Il y a dérive parce que nous acceptons collectivement cette dérive dans un processus schmittien du bouc émissaire ; pour les uns c’est le pirate, pour les autres c’est la « major ». Entre temps des lois passent sur nos libertés publiques. A titre personnel, je reste persuadé que la meilleure réponse n’est pas de créer des collectifs mais de refaire de la politique sérieusement et d’évacuer nos peurs en essayant de comprendre et de réfléchir. Je n’oublie jamais que le droit n’est qu’un sous produit de la politique.
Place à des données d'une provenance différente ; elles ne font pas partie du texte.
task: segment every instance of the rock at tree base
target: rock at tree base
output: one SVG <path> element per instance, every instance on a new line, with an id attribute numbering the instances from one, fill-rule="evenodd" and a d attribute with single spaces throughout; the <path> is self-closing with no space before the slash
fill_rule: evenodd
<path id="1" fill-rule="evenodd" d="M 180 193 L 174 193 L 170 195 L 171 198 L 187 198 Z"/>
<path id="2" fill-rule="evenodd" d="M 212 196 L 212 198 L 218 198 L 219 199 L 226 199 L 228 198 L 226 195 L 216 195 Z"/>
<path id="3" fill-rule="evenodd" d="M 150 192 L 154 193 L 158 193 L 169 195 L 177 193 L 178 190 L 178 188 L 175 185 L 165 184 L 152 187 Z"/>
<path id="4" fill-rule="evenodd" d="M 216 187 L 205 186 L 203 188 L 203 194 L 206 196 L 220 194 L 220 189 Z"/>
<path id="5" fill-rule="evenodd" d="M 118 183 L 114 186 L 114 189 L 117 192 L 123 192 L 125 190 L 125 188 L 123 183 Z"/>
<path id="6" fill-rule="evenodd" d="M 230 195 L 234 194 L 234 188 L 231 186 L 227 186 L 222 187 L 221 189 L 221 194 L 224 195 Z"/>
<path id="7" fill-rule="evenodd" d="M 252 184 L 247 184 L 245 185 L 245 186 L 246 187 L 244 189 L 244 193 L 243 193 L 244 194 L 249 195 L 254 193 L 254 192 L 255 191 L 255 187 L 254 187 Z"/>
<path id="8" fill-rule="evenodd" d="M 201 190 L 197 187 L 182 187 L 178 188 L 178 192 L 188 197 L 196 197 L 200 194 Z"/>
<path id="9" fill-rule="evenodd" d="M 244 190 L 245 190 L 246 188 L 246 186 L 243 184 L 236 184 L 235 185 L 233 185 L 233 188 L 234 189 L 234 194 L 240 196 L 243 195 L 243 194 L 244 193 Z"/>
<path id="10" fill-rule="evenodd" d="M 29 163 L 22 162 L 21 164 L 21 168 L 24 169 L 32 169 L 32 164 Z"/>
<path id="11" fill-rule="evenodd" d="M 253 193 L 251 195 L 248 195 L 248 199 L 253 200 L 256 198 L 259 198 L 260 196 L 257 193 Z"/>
Donc d’une certaine manière, ce que vous semblez dénoncer dans votre question n’est que la résultante de ce que nous acceptons collectivement depuis déjà un certain temps.
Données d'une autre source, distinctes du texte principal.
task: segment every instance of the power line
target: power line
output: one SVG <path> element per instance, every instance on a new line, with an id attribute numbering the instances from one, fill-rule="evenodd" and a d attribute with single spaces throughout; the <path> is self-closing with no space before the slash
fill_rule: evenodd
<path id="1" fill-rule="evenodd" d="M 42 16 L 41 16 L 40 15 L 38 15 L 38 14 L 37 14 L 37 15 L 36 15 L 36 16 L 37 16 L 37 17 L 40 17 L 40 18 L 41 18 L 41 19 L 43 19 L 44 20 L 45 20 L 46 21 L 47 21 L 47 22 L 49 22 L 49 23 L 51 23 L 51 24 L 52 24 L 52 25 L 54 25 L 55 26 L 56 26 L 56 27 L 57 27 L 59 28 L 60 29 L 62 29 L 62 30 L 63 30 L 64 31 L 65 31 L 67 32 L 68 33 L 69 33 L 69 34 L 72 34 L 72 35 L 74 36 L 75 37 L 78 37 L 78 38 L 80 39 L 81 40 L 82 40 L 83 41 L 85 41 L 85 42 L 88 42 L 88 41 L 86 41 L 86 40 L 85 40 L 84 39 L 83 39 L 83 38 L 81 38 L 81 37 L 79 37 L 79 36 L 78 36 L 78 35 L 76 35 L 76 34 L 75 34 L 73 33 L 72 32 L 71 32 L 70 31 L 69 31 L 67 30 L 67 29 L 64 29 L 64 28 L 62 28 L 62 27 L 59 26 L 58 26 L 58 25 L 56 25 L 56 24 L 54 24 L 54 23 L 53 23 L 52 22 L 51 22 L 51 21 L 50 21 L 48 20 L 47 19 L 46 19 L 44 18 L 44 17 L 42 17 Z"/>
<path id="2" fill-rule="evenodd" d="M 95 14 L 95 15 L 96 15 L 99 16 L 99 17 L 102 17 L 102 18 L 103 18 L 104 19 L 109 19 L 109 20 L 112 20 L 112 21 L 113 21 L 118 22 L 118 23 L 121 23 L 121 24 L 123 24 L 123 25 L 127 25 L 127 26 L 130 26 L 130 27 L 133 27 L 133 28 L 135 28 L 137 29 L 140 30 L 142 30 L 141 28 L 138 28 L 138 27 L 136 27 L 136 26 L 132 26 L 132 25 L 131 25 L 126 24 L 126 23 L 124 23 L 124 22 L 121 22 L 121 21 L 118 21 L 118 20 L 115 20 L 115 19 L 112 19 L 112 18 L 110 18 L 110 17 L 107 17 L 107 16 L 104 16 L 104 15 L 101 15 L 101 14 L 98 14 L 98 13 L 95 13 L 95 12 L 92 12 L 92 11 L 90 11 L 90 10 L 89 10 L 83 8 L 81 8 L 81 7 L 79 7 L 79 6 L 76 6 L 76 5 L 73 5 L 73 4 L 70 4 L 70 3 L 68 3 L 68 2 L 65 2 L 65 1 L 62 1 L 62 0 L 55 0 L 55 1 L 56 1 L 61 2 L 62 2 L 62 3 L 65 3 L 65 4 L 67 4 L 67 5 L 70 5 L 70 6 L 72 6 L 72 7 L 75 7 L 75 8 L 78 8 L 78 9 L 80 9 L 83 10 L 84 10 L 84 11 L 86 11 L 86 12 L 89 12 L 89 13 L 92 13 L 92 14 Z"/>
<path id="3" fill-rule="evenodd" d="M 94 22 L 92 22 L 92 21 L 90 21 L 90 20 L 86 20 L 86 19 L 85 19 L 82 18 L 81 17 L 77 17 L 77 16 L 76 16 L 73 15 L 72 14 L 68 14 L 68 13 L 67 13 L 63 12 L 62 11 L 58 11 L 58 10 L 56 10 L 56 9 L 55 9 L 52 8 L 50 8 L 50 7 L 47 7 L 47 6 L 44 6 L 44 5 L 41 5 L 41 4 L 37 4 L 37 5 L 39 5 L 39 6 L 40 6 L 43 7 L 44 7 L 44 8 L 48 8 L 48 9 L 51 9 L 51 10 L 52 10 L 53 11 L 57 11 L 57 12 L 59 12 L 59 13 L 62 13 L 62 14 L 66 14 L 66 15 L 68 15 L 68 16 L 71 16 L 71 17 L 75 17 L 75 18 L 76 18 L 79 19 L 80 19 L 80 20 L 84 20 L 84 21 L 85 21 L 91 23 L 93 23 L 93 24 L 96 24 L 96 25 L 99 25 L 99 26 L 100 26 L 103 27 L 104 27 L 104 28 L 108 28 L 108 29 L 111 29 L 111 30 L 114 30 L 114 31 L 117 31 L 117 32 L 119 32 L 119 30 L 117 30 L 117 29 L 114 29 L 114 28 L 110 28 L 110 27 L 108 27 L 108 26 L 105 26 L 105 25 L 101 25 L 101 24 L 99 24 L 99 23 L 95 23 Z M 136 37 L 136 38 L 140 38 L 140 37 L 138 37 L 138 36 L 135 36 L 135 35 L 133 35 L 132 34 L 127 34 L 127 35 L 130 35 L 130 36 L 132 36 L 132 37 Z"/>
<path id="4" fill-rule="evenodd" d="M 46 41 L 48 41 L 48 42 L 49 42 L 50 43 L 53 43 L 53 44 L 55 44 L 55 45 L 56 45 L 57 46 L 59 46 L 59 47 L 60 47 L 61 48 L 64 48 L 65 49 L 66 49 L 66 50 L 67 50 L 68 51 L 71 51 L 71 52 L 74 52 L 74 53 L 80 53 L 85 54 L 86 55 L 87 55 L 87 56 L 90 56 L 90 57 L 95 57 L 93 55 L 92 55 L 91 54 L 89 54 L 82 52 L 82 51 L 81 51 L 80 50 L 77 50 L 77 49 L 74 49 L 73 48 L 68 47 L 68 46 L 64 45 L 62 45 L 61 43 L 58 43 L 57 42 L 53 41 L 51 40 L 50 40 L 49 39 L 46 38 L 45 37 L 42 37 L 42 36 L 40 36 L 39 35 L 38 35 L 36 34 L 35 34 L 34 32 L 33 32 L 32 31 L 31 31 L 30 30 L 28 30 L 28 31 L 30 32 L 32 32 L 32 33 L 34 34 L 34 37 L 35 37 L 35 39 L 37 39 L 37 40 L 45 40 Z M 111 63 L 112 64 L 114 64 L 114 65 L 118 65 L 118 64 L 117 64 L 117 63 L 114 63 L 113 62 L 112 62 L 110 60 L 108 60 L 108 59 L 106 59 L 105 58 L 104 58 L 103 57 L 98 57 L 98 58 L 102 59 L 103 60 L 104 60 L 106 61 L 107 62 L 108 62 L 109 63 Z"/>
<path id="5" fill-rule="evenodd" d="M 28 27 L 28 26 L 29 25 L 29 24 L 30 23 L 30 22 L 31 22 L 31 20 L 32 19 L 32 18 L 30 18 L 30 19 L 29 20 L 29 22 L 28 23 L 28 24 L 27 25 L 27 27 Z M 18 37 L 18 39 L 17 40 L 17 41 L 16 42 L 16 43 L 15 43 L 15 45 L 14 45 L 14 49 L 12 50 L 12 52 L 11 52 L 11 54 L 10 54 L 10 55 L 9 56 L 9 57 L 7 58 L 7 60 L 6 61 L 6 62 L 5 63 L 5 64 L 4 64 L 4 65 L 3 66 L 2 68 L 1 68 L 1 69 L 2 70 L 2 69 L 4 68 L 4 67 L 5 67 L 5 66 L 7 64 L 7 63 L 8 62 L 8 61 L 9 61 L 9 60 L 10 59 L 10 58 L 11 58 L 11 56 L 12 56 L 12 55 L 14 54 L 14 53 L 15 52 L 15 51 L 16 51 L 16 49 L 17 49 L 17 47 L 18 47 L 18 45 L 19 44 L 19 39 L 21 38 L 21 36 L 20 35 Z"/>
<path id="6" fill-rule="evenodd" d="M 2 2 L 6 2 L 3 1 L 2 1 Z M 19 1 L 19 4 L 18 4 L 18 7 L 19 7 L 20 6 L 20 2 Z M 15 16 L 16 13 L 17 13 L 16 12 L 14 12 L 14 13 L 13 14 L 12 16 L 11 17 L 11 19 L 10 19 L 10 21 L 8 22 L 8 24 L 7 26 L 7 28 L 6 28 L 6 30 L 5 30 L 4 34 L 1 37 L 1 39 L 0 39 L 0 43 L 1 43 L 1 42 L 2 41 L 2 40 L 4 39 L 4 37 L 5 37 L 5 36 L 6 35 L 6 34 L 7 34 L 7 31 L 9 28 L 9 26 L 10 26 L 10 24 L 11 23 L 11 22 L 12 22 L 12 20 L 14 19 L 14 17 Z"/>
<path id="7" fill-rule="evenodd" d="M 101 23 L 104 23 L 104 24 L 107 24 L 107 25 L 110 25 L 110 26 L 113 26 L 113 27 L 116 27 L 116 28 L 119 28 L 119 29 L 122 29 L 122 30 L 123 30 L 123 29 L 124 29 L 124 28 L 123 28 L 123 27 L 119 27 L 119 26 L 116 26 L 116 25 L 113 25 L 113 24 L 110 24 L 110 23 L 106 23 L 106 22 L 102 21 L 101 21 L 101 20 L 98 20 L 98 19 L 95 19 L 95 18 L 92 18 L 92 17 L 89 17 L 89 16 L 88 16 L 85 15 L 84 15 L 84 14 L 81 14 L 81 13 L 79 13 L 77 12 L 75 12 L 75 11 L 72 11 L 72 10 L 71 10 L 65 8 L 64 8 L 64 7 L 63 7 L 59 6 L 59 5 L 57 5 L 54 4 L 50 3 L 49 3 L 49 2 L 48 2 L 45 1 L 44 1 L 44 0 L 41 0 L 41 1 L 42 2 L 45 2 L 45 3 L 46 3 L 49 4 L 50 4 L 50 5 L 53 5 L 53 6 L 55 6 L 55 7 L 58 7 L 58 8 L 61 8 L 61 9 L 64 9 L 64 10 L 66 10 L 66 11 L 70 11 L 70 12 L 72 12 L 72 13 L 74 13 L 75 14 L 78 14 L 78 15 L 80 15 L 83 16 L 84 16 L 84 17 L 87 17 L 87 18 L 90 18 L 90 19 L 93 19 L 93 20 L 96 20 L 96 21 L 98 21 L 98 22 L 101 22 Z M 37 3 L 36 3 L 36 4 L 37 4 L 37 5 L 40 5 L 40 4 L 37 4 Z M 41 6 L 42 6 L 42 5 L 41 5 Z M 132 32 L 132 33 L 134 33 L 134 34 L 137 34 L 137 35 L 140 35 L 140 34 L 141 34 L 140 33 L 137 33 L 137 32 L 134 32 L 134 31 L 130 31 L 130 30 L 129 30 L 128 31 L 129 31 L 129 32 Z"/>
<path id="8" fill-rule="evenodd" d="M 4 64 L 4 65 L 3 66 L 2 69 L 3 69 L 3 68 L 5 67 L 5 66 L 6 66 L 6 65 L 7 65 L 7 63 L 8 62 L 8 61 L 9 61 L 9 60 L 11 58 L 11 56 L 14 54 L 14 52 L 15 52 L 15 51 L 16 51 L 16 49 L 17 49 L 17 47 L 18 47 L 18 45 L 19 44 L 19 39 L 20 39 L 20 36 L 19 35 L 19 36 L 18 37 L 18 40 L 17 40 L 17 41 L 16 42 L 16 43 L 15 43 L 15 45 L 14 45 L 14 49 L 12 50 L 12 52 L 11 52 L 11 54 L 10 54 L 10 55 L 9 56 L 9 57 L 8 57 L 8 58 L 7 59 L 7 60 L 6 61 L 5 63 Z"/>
Journaliste : Le fait que la coupure de l’accès à Internet s’accompagne du paiement de ce même accès à Internet pendant la coupure a été dénoncé par certains comme une "double peine". Juridiquement, est-ce que cette double sanction est valable ?
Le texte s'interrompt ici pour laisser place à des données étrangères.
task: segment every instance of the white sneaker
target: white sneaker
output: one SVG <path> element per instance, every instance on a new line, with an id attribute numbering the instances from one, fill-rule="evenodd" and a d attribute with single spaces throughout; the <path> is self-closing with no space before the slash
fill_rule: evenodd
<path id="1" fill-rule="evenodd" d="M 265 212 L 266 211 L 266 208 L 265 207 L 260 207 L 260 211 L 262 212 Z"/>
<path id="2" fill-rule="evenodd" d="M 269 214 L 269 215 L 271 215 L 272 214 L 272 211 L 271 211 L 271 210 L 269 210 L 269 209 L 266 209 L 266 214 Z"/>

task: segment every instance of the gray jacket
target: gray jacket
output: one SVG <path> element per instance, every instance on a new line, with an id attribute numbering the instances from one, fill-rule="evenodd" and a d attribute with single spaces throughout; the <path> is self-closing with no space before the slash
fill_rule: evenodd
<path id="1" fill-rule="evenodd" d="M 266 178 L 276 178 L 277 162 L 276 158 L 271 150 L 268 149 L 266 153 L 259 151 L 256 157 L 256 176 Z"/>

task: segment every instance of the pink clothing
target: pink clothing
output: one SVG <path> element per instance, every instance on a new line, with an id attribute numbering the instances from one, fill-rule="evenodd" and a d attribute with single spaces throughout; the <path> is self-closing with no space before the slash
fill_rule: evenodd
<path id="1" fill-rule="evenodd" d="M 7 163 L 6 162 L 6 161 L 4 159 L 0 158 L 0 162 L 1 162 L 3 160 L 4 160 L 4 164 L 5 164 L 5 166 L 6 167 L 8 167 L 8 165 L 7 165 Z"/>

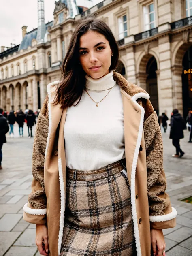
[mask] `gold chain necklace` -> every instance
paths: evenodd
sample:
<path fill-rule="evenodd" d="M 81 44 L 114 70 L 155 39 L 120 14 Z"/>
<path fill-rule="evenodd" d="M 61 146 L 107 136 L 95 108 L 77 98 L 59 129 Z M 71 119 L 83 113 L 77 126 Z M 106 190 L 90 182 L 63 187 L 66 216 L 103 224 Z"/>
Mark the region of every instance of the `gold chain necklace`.
<path fill-rule="evenodd" d="M 111 91 L 112 90 L 112 89 L 113 88 L 113 87 L 114 86 L 115 86 L 116 85 L 116 84 L 115 84 L 114 86 L 113 86 L 113 87 L 112 87 L 111 89 L 109 90 L 109 91 L 107 93 L 107 95 L 106 96 L 105 96 L 104 97 L 104 98 L 102 99 L 101 100 L 100 100 L 100 101 L 99 101 L 99 102 L 96 102 L 96 101 L 95 101 L 91 97 L 91 96 L 89 95 L 88 92 L 87 90 L 87 89 L 85 88 L 85 92 L 87 92 L 87 94 L 89 95 L 89 96 L 90 97 L 90 98 L 91 98 L 91 99 L 92 100 L 93 100 L 93 101 L 94 101 L 95 103 L 96 103 L 96 107 L 98 107 L 98 103 L 100 103 L 100 102 L 101 102 L 102 100 L 103 100 L 106 98 L 106 97 L 107 96 L 107 95 L 109 94 L 109 92 L 111 92 Z"/>

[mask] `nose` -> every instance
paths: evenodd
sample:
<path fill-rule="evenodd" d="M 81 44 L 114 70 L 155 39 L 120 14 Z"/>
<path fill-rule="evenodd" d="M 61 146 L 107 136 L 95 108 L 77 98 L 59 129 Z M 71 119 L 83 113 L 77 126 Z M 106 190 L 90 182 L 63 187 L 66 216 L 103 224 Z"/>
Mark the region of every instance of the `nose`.
<path fill-rule="evenodd" d="M 96 62 L 98 61 L 97 57 L 96 56 L 95 53 L 91 53 L 90 56 L 90 62 L 92 63 Z"/>

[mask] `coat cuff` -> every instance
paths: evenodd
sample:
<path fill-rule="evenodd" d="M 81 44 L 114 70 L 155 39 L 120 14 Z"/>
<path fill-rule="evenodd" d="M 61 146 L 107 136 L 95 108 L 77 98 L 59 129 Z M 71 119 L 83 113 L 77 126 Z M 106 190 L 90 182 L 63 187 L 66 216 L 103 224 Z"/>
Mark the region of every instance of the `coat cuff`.
<path fill-rule="evenodd" d="M 46 209 L 34 209 L 28 206 L 27 203 L 23 207 L 23 220 L 30 223 L 36 225 L 45 224 L 47 222 Z"/>
<path fill-rule="evenodd" d="M 175 226 L 177 211 L 172 207 L 172 211 L 170 213 L 160 216 L 150 216 L 150 226 L 154 229 L 166 229 Z"/>
<path fill-rule="evenodd" d="M 158 216 L 149 216 L 150 221 L 152 222 L 160 222 L 162 221 L 167 221 L 174 219 L 177 216 L 177 211 L 173 207 L 171 207 L 172 211 L 170 213 L 164 215 Z"/>
<path fill-rule="evenodd" d="M 45 215 L 47 213 L 47 209 L 33 209 L 28 206 L 27 203 L 23 206 L 23 211 L 26 213 L 32 215 Z"/>

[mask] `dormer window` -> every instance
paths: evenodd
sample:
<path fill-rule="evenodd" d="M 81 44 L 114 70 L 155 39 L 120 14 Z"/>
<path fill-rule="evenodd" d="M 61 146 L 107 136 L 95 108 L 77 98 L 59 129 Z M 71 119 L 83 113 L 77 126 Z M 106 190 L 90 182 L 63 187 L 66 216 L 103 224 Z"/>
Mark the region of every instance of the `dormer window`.
<path fill-rule="evenodd" d="M 61 23 L 62 22 L 64 19 L 64 15 L 63 12 L 60 13 L 59 14 L 59 23 Z"/>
Jean-Claude PATIN : Je ne crois pas que le problème posé de cette manière puisse apporter quoi que ce soit de positif au débat. Si la coupure résulte d’un usage immodéré du téléchargement de la part de l’utilisateur et si cet usage a été détecté grâce aux services techniques apportés par le Fournisseur d’Accès, il me semble logique que le fournisseur d’accès ne soit pas pénalisé en perdant son contrat et il me semble également logique que le pirate ne puisse plus avoir l’usage de sa connexion. Ceux qui prétendent le contraire sont de mauvaise foi et usent d’un juridisme mal placé car à les entendre que faudrait-il faire ? Couper internet et sanctionner le FAI en suspendant le contrat d’abonnement ? On voit tout de suite que cette critique est mal venue et ne tient pas debout. En revanche, je n’entends personne se préoccuper du fichage dans le temps des pirates téléchargeurs. En clair, pirate un jour, pirate toujours ? Un peu comme le fichage des mauvais payeurs qui permet d’exclure du crédit voire du simple accès à un compte bancaire, verrons nous un fichage des bon internautes et des mauvais internautes ? Si hadopi ne survit pas – ce que je crois – que deviendront ces fichiers qui sont déjà en cours de constitution ?

Journaliste : Peut-on faire confiance aux acteurs institutionnels de l’internet pour nous protéger des dérives ? En clair, peut-il y avoir une auto-régulation ?

Jean-Claude PATIN : Je crains que non lorsque je constate qu’en France les fournisseurs d’accès profitent de loi sur la sécurité quotidienne votée juste après les attentats du 11 septembre pour bénéficier du droit d’exploiter commercialement les données recueillies dans le cadre de leur collaboration avec les services de police. De même, je m’inquiète de voir que certains continuent de prétendre que l’on ne peut pas surveiller les contenus sur internet alors que tous les techniciens sérieux savent qu’au contraire c’est parfaitement possible comme le démontre la Chine. Je rappelle d’ailleurs que des sociétés qui prétendaient ne pas pouvoir surveiller des enchères sur leur site web au nom du respect des libertés individuelles ont coopéré avec les autorités chinoises pour livrer les contenus de messagerie d’opposants politiques dans le cadre de politique de répression.

Il me semble que la régulation ne peut venir que de la loi et que cette loi doit être débattue devant un parlement dépositaire de l’intérêt général. Le respect de ce principe nous aurait évité ces lois liberticides et nous aurions probablement une pratique plus apaisée de nos technologies internet. Un peu de prudence dans les critiques formulées sur « les vieilles lois » serait utile. L’article 1382 du code civil date de 1804 et n’a pas pris une ride. Tout ce qui est ancien n’est pas nécessairement dépassé.